A Different Approach to Teaching Annotation
Annotation ‘rules’ can zap students’ natural curiosity, but building a culture of observation encourages them to ask questions.
The act of reading elicits a feeling of curiosity. We notice stuff, certain words or phrases that make us pause or experience a feeling of weight. I know this is true for adult readers, for high school readers, and for my own children. My 3-year-old son stops me while we read together so that he can touch illustrations or ask random questions. When my 6-year-old daughter reads, her eyes grow wide as she shouts, “Wait! I see something!”
My high school students notice stuff, too. Their eyes also grow wide with recognition. They see repetitions and discrepancies. They experience cognitive dissonance and ask questions. However, at the beginning of the school year, many consistently claim, “I don’t know” or “I don’t see anything,” when approaching an unfamiliar text. They annotate nothing or highlight everything. Only after months of observation routines do they admit the truth: They didn’t think their annotations would be correct.
In the late 1990s before No Child Left Behind, the National Reading Panel performed a large-scale secondary analysis to determine the effectiveness of reading instruction. Not surprisingly, they learned that teaching reading comprehension does in fact improve reading, which ignited a series of conditional arguments. If I must teach comprehension, I should teach how to annotate correctly. If there are correct ways, there must be incorrect ways. If there are incorrect ways, there must be ways to assess.
The unsettling consequence of using annotations to assess comprehension is that annotations are no longer used to record curiosity or investigation while reading. Perhaps this is why students constantly ask if their annotations are correct or, more compellingly, why they express contempt toward annotating.

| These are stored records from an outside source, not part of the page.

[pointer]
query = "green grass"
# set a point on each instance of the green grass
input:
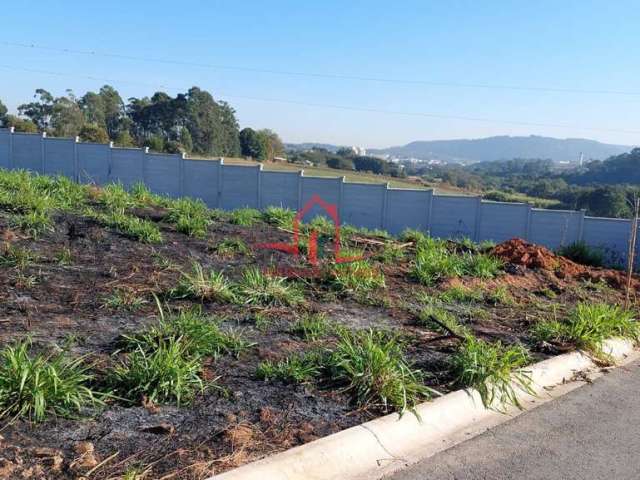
(492, 369)
(231, 247)
(588, 326)
(582, 253)
(371, 367)
(311, 326)
(258, 288)
(165, 374)
(200, 335)
(279, 217)
(38, 386)
(301, 368)
(245, 217)
(204, 285)
(189, 216)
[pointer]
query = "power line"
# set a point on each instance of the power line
(333, 106)
(335, 76)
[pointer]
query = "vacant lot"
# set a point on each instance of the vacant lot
(144, 337)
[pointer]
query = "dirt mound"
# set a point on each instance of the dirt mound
(519, 252)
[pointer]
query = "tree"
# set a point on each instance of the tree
(20, 124)
(67, 118)
(39, 112)
(91, 132)
(271, 143)
(251, 144)
(3, 113)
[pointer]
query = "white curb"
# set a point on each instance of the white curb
(386, 444)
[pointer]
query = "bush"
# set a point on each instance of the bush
(588, 326)
(37, 386)
(490, 368)
(582, 253)
(372, 368)
(257, 288)
(165, 374)
(198, 284)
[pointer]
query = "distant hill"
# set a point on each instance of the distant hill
(505, 147)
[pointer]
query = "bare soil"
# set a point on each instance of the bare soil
(63, 306)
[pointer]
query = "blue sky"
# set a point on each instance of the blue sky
(582, 45)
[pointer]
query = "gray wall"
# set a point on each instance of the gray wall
(359, 204)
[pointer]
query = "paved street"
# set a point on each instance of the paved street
(591, 433)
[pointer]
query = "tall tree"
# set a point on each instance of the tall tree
(40, 111)
(251, 144)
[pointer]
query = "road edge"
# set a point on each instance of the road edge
(387, 444)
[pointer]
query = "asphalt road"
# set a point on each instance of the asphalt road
(590, 433)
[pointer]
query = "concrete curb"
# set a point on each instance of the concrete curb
(386, 444)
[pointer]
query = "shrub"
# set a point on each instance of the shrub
(189, 216)
(491, 368)
(37, 386)
(372, 368)
(200, 335)
(582, 253)
(279, 217)
(311, 326)
(166, 374)
(198, 284)
(258, 288)
(294, 369)
(588, 326)
(245, 217)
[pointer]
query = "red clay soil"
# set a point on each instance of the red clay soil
(519, 252)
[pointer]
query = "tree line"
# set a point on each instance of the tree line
(603, 188)
(192, 122)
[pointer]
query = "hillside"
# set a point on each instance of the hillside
(505, 147)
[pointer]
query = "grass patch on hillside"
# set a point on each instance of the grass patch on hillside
(491, 369)
(588, 326)
(38, 386)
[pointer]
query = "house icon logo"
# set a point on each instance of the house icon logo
(293, 248)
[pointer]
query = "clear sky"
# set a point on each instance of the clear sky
(561, 44)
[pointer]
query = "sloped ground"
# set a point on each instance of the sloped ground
(61, 297)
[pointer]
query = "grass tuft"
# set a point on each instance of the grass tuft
(37, 386)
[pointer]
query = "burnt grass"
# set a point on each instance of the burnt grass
(62, 305)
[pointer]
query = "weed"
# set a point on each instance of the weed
(258, 288)
(200, 335)
(300, 368)
(166, 374)
(231, 247)
(189, 216)
(582, 253)
(588, 326)
(311, 326)
(211, 286)
(37, 386)
(491, 369)
(372, 368)
(34, 223)
(245, 217)
(279, 217)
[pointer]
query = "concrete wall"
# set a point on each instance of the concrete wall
(359, 204)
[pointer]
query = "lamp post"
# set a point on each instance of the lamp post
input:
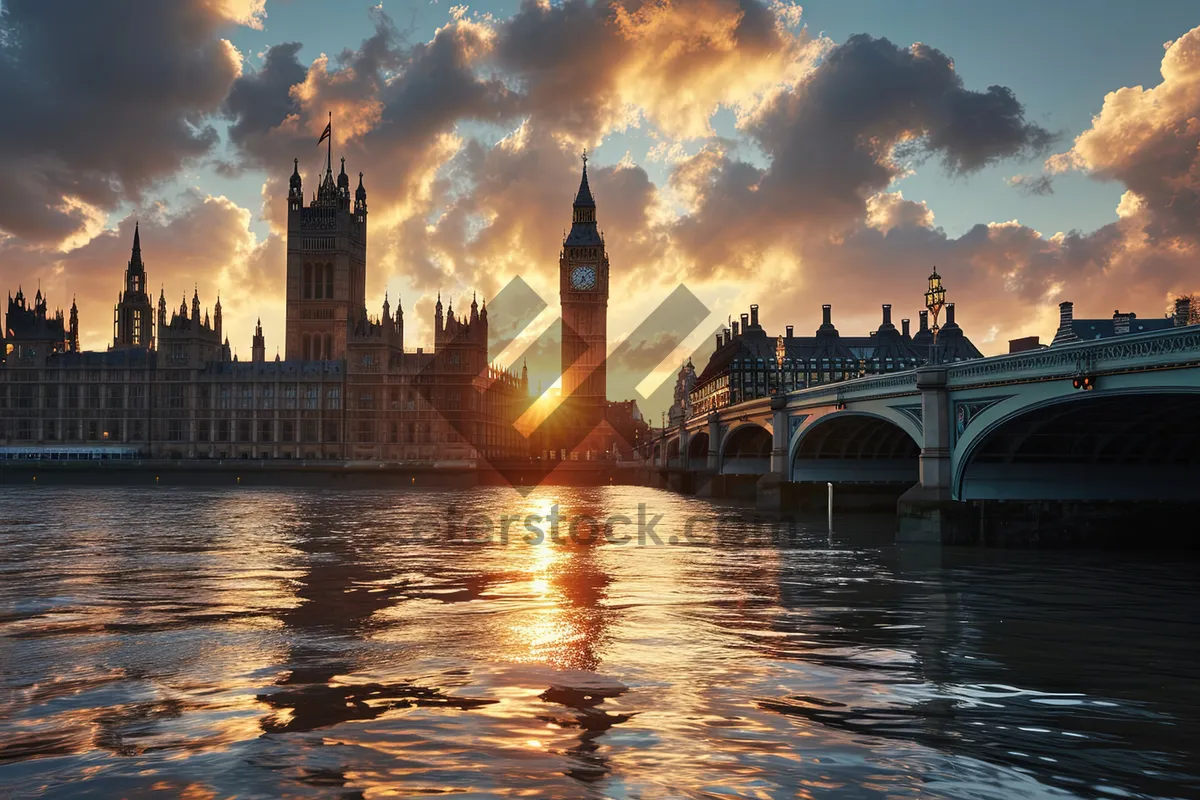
(935, 300)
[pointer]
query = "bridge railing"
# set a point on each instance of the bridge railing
(1173, 347)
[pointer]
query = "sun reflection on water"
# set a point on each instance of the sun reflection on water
(307, 643)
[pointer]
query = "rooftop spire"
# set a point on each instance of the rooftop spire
(585, 196)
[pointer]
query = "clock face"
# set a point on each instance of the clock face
(583, 277)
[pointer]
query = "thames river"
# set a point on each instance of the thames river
(612, 643)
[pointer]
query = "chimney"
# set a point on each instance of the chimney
(1120, 323)
(1182, 311)
(1066, 313)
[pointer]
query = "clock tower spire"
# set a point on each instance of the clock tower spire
(583, 295)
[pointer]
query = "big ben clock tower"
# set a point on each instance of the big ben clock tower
(583, 295)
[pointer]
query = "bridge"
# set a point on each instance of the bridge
(1078, 432)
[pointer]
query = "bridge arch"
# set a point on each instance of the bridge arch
(1126, 444)
(745, 450)
(855, 446)
(697, 451)
(673, 451)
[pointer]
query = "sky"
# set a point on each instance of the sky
(755, 151)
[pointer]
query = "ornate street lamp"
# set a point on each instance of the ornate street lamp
(935, 300)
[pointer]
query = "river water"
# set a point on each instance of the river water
(373, 644)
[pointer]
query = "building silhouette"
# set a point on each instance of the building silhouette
(748, 364)
(346, 389)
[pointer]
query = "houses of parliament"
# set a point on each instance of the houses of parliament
(347, 388)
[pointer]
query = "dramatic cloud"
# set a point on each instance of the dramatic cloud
(101, 100)
(193, 242)
(1032, 185)
(469, 143)
(1150, 140)
(838, 139)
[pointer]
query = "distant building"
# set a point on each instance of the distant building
(748, 364)
(348, 388)
(1121, 324)
(31, 331)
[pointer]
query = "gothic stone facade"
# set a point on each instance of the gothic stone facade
(348, 389)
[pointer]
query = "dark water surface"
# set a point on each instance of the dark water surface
(306, 643)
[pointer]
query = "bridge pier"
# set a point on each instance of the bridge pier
(714, 443)
(927, 513)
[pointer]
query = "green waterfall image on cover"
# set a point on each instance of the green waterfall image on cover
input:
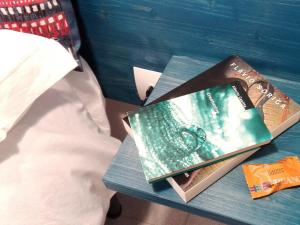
(182, 132)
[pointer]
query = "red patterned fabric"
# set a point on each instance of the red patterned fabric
(40, 17)
(15, 3)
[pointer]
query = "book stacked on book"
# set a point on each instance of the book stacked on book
(208, 125)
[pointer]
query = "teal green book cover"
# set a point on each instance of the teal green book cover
(195, 130)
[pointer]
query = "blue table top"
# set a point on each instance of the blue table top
(228, 200)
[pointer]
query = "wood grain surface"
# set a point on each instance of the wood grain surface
(228, 200)
(119, 34)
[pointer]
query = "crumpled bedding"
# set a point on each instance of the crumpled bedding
(53, 160)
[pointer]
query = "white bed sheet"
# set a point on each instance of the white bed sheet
(53, 160)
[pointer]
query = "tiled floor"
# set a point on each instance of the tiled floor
(140, 212)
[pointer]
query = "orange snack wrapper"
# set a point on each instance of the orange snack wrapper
(265, 179)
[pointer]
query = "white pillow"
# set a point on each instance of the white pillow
(30, 65)
(52, 163)
(87, 88)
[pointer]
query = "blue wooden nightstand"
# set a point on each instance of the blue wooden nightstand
(228, 200)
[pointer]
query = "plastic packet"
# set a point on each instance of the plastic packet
(265, 179)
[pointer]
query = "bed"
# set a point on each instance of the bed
(55, 152)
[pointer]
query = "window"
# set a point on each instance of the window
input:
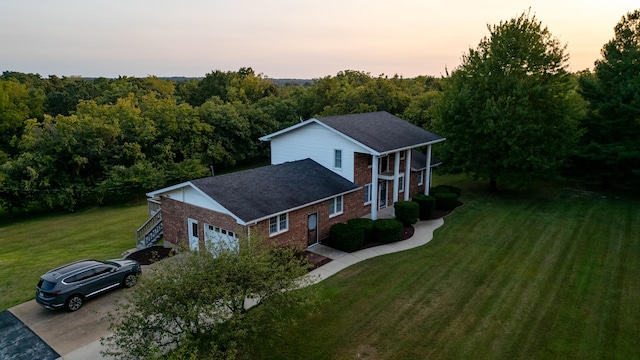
(335, 206)
(337, 161)
(278, 224)
(194, 228)
(367, 194)
(384, 164)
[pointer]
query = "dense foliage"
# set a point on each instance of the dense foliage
(510, 110)
(67, 141)
(611, 146)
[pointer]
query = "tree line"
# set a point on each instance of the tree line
(511, 110)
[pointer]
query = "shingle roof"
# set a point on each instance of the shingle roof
(380, 130)
(262, 192)
(419, 160)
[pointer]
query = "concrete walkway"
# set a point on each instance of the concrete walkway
(86, 343)
(423, 233)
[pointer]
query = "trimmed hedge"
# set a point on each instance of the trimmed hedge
(445, 188)
(407, 212)
(427, 205)
(346, 237)
(365, 224)
(387, 230)
(446, 200)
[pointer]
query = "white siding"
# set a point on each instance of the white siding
(189, 195)
(318, 143)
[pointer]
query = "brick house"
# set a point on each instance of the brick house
(323, 171)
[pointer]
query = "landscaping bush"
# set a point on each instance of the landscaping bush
(346, 237)
(365, 224)
(407, 212)
(446, 200)
(445, 188)
(387, 230)
(427, 205)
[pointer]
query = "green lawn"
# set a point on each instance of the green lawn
(554, 274)
(31, 246)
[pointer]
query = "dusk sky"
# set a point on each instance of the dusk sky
(278, 38)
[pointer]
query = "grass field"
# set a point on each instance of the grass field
(549, 274)
(555, 274)
(31, 246)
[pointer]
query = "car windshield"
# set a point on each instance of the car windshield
(46, 285)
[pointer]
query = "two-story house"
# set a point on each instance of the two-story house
(323, 171)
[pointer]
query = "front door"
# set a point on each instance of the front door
(194, 241)
(383, 194)
(312, 229)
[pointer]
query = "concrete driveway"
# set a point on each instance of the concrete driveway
(73, 335)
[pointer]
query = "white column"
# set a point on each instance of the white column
(396, 173)
(374, 187)
(427, 177)
(407, 174)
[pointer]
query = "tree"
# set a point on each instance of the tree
(18, 103)
(509, 111)
(611, 148)
(195, 305)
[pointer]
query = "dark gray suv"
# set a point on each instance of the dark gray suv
(70, 285)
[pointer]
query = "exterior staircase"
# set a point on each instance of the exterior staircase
(151, 232)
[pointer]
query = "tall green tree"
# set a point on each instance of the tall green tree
(509, 111)
(18, 102)
(611, 146)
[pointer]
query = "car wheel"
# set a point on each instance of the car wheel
(74, 302)
(130, 280)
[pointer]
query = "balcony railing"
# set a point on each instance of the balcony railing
(150, 232)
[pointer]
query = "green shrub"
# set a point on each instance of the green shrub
(387, 230)
(346, 237)
(365, 224)
(407, 212)
(427, 204)
(445, 200)
(445, 188)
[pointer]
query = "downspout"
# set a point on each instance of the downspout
(396, 174)
(427, 180)
(374, 187)
(407, 174)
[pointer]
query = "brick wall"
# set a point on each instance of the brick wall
(353, 207)
(413, 186)
(175, 215)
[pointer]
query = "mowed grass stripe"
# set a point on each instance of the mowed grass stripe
(552, 276)
(30, 247)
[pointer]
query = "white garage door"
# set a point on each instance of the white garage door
(218, 238)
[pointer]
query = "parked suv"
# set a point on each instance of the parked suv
(70, 285)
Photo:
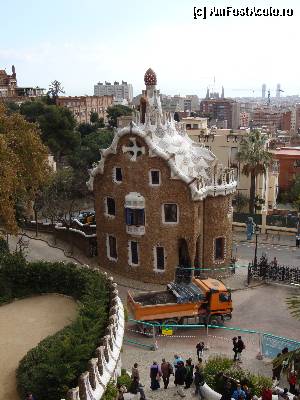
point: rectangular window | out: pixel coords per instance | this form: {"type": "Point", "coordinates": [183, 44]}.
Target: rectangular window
{"type": "Point", "coordinates": [154, 177]}
{"type": "Point", "coordinates": [112, 247]}
{"type": "Point", "coordinates": [118, 174]}
{"type": "Point", "coordinates": [160, 258]}
{"type": "Point", "coordinates": [110, 206]}
{"type": "Point", "coordinates": [219, 248]}
{"type": "Point", "coordinates": [135, 216]}
{"type": "Point", "coordinates": [134, 254]}
{"type": "Point", "coordinates": [170, 213]}
{"type": "Point", "coordinates": [234, 157]}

Building a Culture of Observation
Allow me to make myself clear: I am not asking students to stop annotating. I am asking teachers to guide students to observe as a habit of mind, rather than explicitly teach how to annotate.
When we prescriptively teach annotating, students comply rather than comprehend. When we use annotation guides, students scan the text for answers rather than observe and question. When we grade annotations, students are afraid of being incorrect. The more explicitly we teach it, the more they hate it.
Often, teaching annotation leads students to notice what the teacher has decided is important, and they too quickly forfeit their own observations and ideas in order to finish an assignment. Instead, teachers must explicitly reframe the skill of annotation and build a culture of observation.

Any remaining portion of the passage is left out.